Nandan Thakur, PhD candidate
David R. Cheriton School of Computer Science
Supervisor: Professor Jimmy Lin
Modern applications increasingly rely on retrieval models and large language models (LLMs) for knowledge-intensive tasks such as information retrieval and question answering. Because LLMs are limited by their parametric knowledge and prone to hallucinations, retrieval-augmented generation (RAG) mitigates these failures by grounding generation in external documents. While pretrained transformers have achieved strong in-domain performance, their zero-shot robustness on tasks across heterogeneous domains, evolving corpora, and diverse languages remains limited. This gap is largely driven by deficiencies in current benchmarks, training data, and evaluation methodologies, which fail to reflect real-world distribution shifts.

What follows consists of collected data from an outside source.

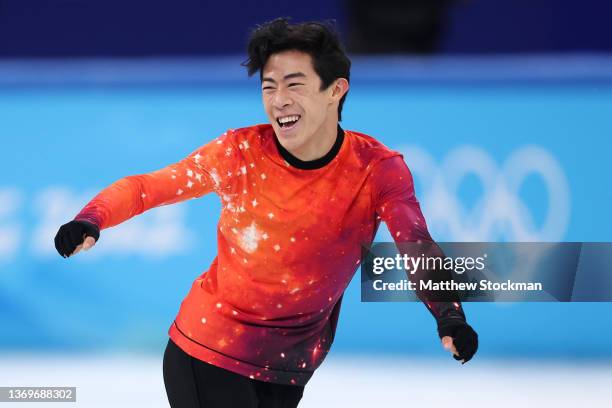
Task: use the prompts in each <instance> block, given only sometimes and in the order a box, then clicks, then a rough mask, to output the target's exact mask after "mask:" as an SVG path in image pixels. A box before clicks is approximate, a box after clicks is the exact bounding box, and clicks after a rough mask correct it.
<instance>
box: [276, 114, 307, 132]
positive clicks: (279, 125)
mask: <svg viewBox="0 0 612 408" xmlns="http://www.w3.org/2000/svg"><path fill="white" fill-rule="evenodd" d="M300 118H301V116H300V115H290V116H283V117H280V118H276V122H277V123H278V125H279V126H280V127H281V128H283V129H288V128H291V127H293V126H294V125H295V124H296V123H297V122H298V121H299V120H300Z"/></svg>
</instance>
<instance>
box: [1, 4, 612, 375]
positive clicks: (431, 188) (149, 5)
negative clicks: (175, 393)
mask: <svg viewBox="0 0 612 408" xmlns="http://www.w3.org/2000/svg"><path fill="white" fill-rule="evenodd" d="M611 11H612V5H611V4H610V3H609V2H603V1H596V0H584V1H581V2H570V1H553V0H540V1H535V2H534V1H531V2H528V1H523V0H498V1H494V2H491V1H484V0H482V1H477V0H474V1H468V0H465V1H433V0H432V1H388V0H385V1H378V2H366V1H343V2H342V1H310V2H307V3H303V4H299V3H296V4H293V3H287V2H280V1H259V2H248V3H239V2H233V1H226V2H207V1H195V0H191V1H175V2H170V1H157V2H153V1H147V2H145V1H140V0H133V1H129V2H125V1H123V2H120V1H116V0H107V1H105V2H95V1H85V0H48V1H44V2H42V1H40V2H34V1H17V0H0V141H1V146H2V152H3V155H2V160H1V161H0V174H1V176H0V352H1V353H3V354H4V355H5V356H11V355H15V353H23V352H28V353H56V352H59V351H61V352H64V353H77V352H78V353H85V355H89V354H92V353H97V352H101V351H109V350H110V351H121V352H128V353H145V354H146V353H150V355H152V356H157V357H159V356H160V353H161V351H162V350H163V346H164V345H165V341H166V330H167V328H168V326H169V325H170V324H171V322H172V320H173V318H174V316H175V314H176V312H177V310H178V307H179V304H180V301H181V300H182V298H183V297H184V296H185V294H186V293H187V290H188V289H189V287H190V285H191V282H192V280H193V279H194V278H195V277H196V276H197V275H199V274H200V273H201V272H203V271H204V270H206V269H207V268H208V265H209V264H210V262H211V261H212V259H213V257H214V254H215V251H216V248H215V245H216V243H215V226H216V220H217V217H218V212H219V203H218V200H217V198H216V197H214V196H209V197H204V198H202V199H199V200H195V201H191V202H187V203H182V204H179V205H174V206H169V207H164V208H159V209H155V210H152V211H150V212H149V213H147V214H144V215H142V216H139V217H136V218H134V219H132V220H130V221H128V222H126V223H124V224H123V225H121V226H118V227H116V228H112V229H109V230H106V231H103V233H102V236H101V239H100V241H99V243H98V245H97V246H96V248H95V249H94V250H93V251H91V252H89V253H87V254H85V255H82V254H80V255H79V256H77V257H75V258H74V259H69V260H65V259H62V258H61V257H59V256H58V255H57V253H55V249H54V248H53V236H54V235H55V232H56V231H57V229H58V227H59V226H60V225H61V224H63V223H65V222H67V221H68V220H70V219H71V218H72V217H73V216H74V215H75V214H76V213H77V212H78V210H79V209H80V208H81V207H82V206H83V205H84V204H85V203H86V202H87V201H88V200H89V199H91V198H92V197H93V195H94V194H95V193H96V192H97V191H99V190H100V189H101V188H103V187H105V186H106V185H108V184H110V183H112V182H113V181H115V180H116V179H118V178H120V177H123V176H126V175H131V174H139V173H144V172H149V171H152V170H155V169H158V168H160V167H162V166H165V165H167V164H169V163H172V162H174V161H177V160H179V159H181V158H182V157H184V156H185V155H187V154H188V153H189V152H191V151H193V150H194V149H195V148H196V147H198V146H199V145H201V144H204V143H206V142H207V141H208V140H210V139H212V138H214V137H216V136H218V135H219V134H221V133H223V132H224V131H225V130H226V129H227V128H237V127H242V126H248V125H251V124H254V123H261V122H265V121H266V117H265V115H264V113H263V109H262V107H261V101H260V95H259V87H258V81H257V80H256V79H248V78H247V77H246V72H245V71H244V69H243V68H242V67H240V62H241V61H242V60H243V59H244V48H245V42H246V39H247V36H248V32H249V30H250V29H252V28H253V27H254V26H255V25H256V24H258V23H261V22H263V21H266V20H269V19H272V18H275V17H277V16H292V17H293V18H294V20H295V21H303V20H309V19H327V18H333V19H335V20H336V21H337V23H338V29H339V31H340V33H341V36H342V37H343V38H344V39H345V41H346V42H347V44H348V49H349V51H350V52H351V55H352V56H353V61H354V69H353V74H352V81H351V91H350V94H349V96H348V99H347V102H346V105H345V114H344V115H343V116H344V118H345V119H344V121H343V126H344V127H345V128H346V129H353V130H358V131H362V132H365V133H369V134H372V135H373V136H375V137H377V138H379V139H380V140H381V141H383V142H384V143H385V144H387V145H388V146H390V147H392V148H395V149H398V150H400V151H402V152H403V153H404V158H405V160H406V162H407V163H408V165H409V166H410V168H411V169H412V171H413V174H414V176H415V180H416V187H417V196H418V197H419V198H420V200H421V202H422V205H423V209H424V213H425V216H426V218H427V220H428V223H429V226H430V229H431V232H432V235H433V237H434V238H435V239H437V240H439V241H461V240H468V241H469V240H472V241H477V240H482V241H610V240H612V229H611V228H610V227H611V226H612V215H611V214H610V211H609V207H610V202H611V199H612V188H611V187H612V183H611V182H610V175H611V174H612V163H611V162H610V160H609V150H610V148H611V147H612V144H611V142H610V141H609V137H610V136H611V135H612V115H611V113H612V56H611V54H610V51H611V50H612V26H610V25H609V24H608V21H607V19H608V16H610V15H611V14H612V13H611ZM378 239H381V240H382V239H384V240H387V239H390V237H389V236H388V233H387V232H386V231H385V230H384V229H383V230H382V231H381V232H380V234H379V236H378ZM465 308H466V310H467V313H468V316H469V320H470V322H471V323H472V324H473V325H474V326H475V327H476V328H477V330H478V331H479V333H480V336H481V349H480V352H479V358H481V359H483V360H484V361H486V360H487V359H493V360H495V359H500V360H499V361H512V360H516V359H527V360H528V361H531V362H542V361H549V360H551V359H552V360H558V361H564V362H568V361H569V362H572V361H573V362H577V361H584V360H588V361H599V362H601V361H604V362H606V364H609V363H610V362H611V361H612V349H610V347H609V336H610V335H611V334H612V318H611V317H610V316H612V313H611V312H612V305H610V304H589V303H581V304H578V303H574V304H552V303H548V304H467V305H466V307H465ZM334 352H335V353H341V354H346V355H348V356H357V357H358V356H364V355H365V356H369V357H373V358H379V357H380V358H383V356H384V355H388V354H390V353H391V354H394V355H403V356H408V357H427V358H437V357H445V356H444V353H443V352H442V350H441V348H440V346H439V344H438V341H437V337H436V334H435V327H434V322H433V320H432V319H431V317H430V315H429V314H428V312H427V311H426V310H425V308H424V307H423V306H422V305H419V304H367V303H360V302H359V284H358V278H356V279H354V281H353V283H352V284H351V286H350V287H349V289H348V292H347V294H346V296H345V299H344V305H343V308H342V316H341V318H340V323H339V326H338V336H337V338H336V341H335V346H334ZM333 354H334V353H332V355H333ZM357 357H355V358H357ZM495 361H498V360H495ZM475 362H476V364H478V360H475ZM504 364H505V363H504ZM538 364H539V363H538ZM542 364H543V363H542ZM502 366H503V364H502V363H500V365H499V367H502ZM0 370H1V369H0ZM160 375H161V374H160ZM568 381H569V380H568ZM0 385H5V384H0ZM7 385H8V384H7Z"/></svg>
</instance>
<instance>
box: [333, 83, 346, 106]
mask: <svg viewBox="0 0 612 408" xmlns="http://www.w3.org/2000/svg"><path fill="white" fill-rule="evenodd" d="M331 89H332V94H331V98H332V100H331V102H337V101H339V100H340V99H342V97H343V96H344V95H345V94H346V93H347V92H348V89H349V83H348V81H347V80H346V78H338V79H336V81H335V82H334V83H333V84H332V85H331Z"/></svg>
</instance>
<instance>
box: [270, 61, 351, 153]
mask: <svg viewBox="0 0 612 408" xmlns="http://www.w3.org/2000/svg"><path fill="white" fill-rule="evenodd" d="M321 84H322V82H321V78H320V77H319V75H318V74H317V73H316V71H315V70H314V67H313V64H312V58H311V57H310V55H309V54H307V53H304V52H301V51H296V50H288V51H283V52H279V53H277V54H272V55H271V56H270V58H269V59H268V61H267V63H266V65H265V66H264V68H263V71H262V82H261V88H262V97H263V104H264V108H265V110H266V114H267V115H268V120H269V121H270V123H271V124H272V127H273V128H274V132H275V133H276V136H277V137H278V140H279V142H280V143H281V145H282V146H283V147H284V148H285V149H287V150H288V151H289V152H291V153H292V154H293V155H294V156H296V157H298V158H300V159H302V160H314V159H317V158H319V157H322V156H323V155H325V153H327V152H328V151H329V148H330V140H331V143H332V144H333V141H334V140H335V136H336V132H337V125H338V104H339V102H340V99H341V98H342V96H343V95H344V94H345V93H346V91H347V90H348V82H347V80H346V79H344V78H339V79H337V80H335V81H334V82H333V83H332V84H331V85H330V86H329V87H327V88H326V89H321Z"/></svg>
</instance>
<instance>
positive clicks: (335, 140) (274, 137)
mask: <svg viewBox="0 0 612 408" xmlns="http://www.w3.org/2000/svg"><path fill="white" fill-rule="evenodd" d="M274 142H275V143H276V147H277V149H278V152H279V153H280V155H281V156H282V157H283V159H285V161H286V162H287V163H289V164H290V165H291V166H293V167H296V168H298V169H302V170H316V169H320V168H322V167H324V166H326V165H327V164H328V163H330V162H331V161H332V160H333V159H334V158H335V157H336V156H337V155H338V152H339V151H340V148H341V147H342V144H343V142H344V131H343V130H342V128H341V127H340V125H339V124H338V125H336V134H335V137H334V143H333V145H332V146H331V147H330V148H329V149H328V150H327V152H326V153H325V154H324V155H323V156H321V157H318V158H316V159H314V160H302V159H300V158H299V157H296V156H294V155H293V154H292V153H291V152H289V151H288V150H287V149H285V148H284V147H283V146H282V145H281V144H280V142H279V141H278V138H277V137H276V136H275V137H274Z"/></svg>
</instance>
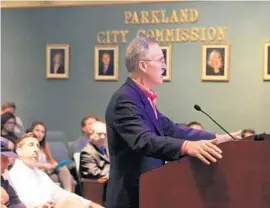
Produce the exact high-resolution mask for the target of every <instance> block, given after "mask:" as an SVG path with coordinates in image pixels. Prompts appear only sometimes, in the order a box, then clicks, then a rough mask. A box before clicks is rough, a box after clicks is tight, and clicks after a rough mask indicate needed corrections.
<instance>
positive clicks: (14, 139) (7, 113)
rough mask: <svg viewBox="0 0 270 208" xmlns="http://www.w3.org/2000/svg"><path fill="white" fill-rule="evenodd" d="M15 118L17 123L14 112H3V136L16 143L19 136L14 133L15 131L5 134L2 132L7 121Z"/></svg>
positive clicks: (2, 121)
mask: <svg viewBox="0 0 270 208" xmlns="http://www.w3.org/2000/svg"><path fill="white" fill-rule="evenodd" d="M11 118H13V119H14V120H15V123H16V117H15V116H14V115H13V114H12V113H8V112H7V113H3V114H2V115H1V136H3V137H5V138H6V139H8V140H9V141H11V142H13V143H14V144H15V143H16V140H17V139H18V138H17V136H16V135H15V134H14V132H8V134H7V135H3V134H2V130H3V128H4V125H5V124H6V122H7V121H8V120H9V119H11Z"/></svg>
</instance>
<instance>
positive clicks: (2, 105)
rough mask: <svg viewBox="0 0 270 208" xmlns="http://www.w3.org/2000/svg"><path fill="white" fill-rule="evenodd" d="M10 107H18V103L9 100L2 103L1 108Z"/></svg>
mask: <svg viewBox="0 0 270 208" xmlns="http://www.w3.org/2000/svg"><path fill="white" fill-rule="evenodd" d="M10 107H11V108H14V109H16V105H15V103H14V102H12V101H7V102H4V103H2V106H1V109H2V110H5V109H6V108H10Z"/></svg>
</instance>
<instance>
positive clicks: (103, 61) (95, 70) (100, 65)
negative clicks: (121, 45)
mask: <svg viewBox="0 0 270 208" xmlns="http://www.w3.org/2000/svg"><path fill="white" fill-rule="evenodd" d="M94 60H95V61H94V77H95V80H103V81H110V80H111V81H116V80H118V77H119V69H118V62H119V47H118V45H96V46H95V57H94Z"/></svg>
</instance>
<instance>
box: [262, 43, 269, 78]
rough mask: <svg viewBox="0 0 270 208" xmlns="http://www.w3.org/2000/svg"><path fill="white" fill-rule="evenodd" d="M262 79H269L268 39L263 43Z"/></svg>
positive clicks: (268, 50)
mask: <svg viewBox="0 0 270 208" xmlns="http://www.w3.org/2000/svg"><path fill="white" fill-rule="evenodd" d="M263 79H264V80H270V40H269V41H265V43H264V45H263Z"/></svg>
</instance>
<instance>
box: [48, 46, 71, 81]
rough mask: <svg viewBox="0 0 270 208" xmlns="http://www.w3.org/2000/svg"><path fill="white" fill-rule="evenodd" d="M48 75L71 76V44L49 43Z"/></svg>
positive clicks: (66, 76)
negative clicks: (70, 58) (70, 49)
mask: <svg viewBox="0 0 270 208" xmlns="http://www.w3.org/2000/svg"><path fill="white" fill-rule="evenodd" d="M46 77H47V78H49V79H67V78H69V45H66V44H48V45H47V47H46Z"/></svg>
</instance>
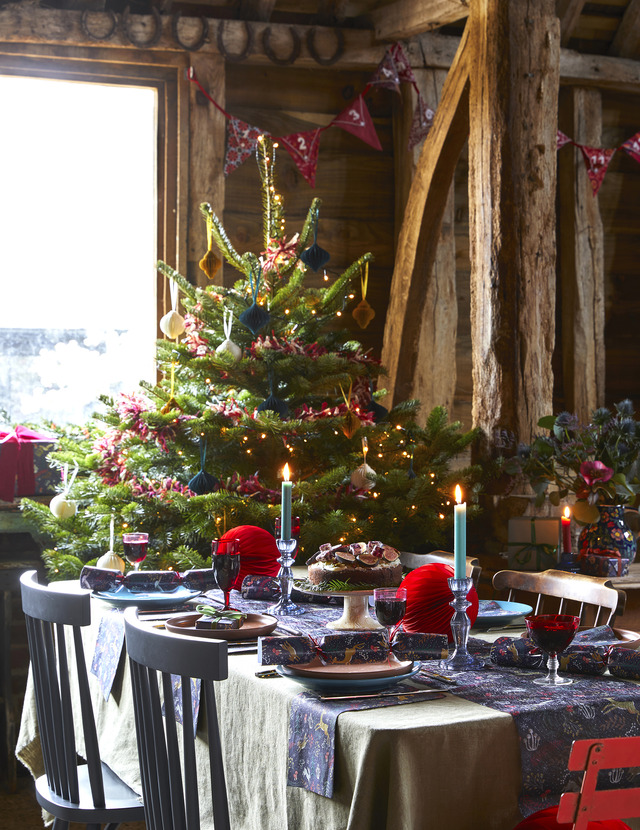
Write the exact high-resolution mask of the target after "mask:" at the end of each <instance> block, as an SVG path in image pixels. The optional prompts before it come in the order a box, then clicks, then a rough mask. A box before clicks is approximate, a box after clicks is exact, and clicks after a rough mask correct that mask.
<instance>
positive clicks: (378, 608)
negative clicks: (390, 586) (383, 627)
mask: <svg viewBox="0 0 640 830" xmlns="http://www.w3.org/2000/svg"><path fill="white" fill-rule="evenodd" d="M373 601H374V603H375V611H376V617H377V620H378V622H379V623H380V624H381V625H384V626H385V628H386V629H387V637H388V639H389V648H391V634H392V631H393V628H394V626H396V625H398V623H400V622H401V621H402V618H403V617H404V614H405V611H406V610H407V589H406V588H375V589H374V591H373Z"/></svg>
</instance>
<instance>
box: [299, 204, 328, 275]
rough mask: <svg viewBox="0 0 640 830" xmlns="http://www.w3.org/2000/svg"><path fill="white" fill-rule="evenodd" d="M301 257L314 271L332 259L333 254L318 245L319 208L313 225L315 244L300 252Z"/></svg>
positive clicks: (319, 268) (313, 238) (315, 213)
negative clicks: (318, 209)
mask: <svg viewBox="0 0 640 830" xmlns="http://www.w3.org/2000/svg"><path fill="white" fill-rule="evenodd" d="M300 259H301V260H302V262H304V264H305V265H307V266H308V267H309V268H311V270H312V271H319V270H320V268H322V266H323V265H326V264H327V262H329V260H330V259H331V254H329V253H328V252H327V251H325V250H324V248H321V247H320V246H319V245H318V209H317V208H316V210H315V217H314V226H313V245H311V246H310V247H309V248H307V249H306V251H303V252H302V253H301V254H300Z"/></svg>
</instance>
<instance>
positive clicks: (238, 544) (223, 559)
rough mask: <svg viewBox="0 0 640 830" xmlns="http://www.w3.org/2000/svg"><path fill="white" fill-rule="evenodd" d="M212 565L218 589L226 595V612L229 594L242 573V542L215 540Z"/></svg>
mask: <svg viewBox="0 0 640 830" xmlns="http://www.w3.org/2000/svg"><path fill="white" fill-rule="evenodd" d="M211 564H212V565H213V572H214V573H215V576H216V582H217V583H218V588H220V590H221V591H222V592H223V593H224V607H225V611H226V610H227V609H228V608H229V607H230V606H229V594H230V592H231V588H232V587H233V583H234V582H235V581H236V579H237V577H238V574H239V573H240V540H239V539H214V540H213V542H212V543H211Z"/></svg>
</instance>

This thesis addresses these limitations along three axes: retrieval benchmarks, training data, and RAG evaluation. First, on benchmarks, it revisits Touche 2020, the argument retrieval subset of the BEIR benchmark, and curates the test collection through denoising and post-hoc relevance assessment. Next, it introduces MIRACL, a large-scale multilingual retrieval dataset spanning 18 languages, and proposes FreshStack, an automated framework for building realistic, up-to-date retrieval benchmarks on technical and niche domains. On the training data side, it presents SWIM-IR, a large synthetic multilingual dataset covering 33 languages, and shows that synthetic-only training can match or exceed supervised performance, while further demonstrating that dataset pruning and LLM-based relabeling (RLHN) consistently improve out-of-domain robustness for retrievers.
Next, moving to RAG, the thesis focuses on RAG evaluation by introducing the Ragnarok framework, providing baselines for the TREC 2024 RAG track, validating LLM-based judges for large-scale support assessment, and releasing NoMIRACL for human-annotated multilingual RAG evaluation. It further proposes MIRAGE-Bench, an arena-style multilingual benchmark that trains a surrogate judge from heuristic signals and LLM preferences, achieving high agreement with LLM-based rankings at much lower cost. Overall, this work shows that robust progress in retrieval and RAG depends not only on model scaling, but critically on realistic benchmarks, high-quality training data, and principled, scalable evaluation frameworks.
To attend this PhD defence in person, please go to DC 2310. You can also attend virtually on Zoom.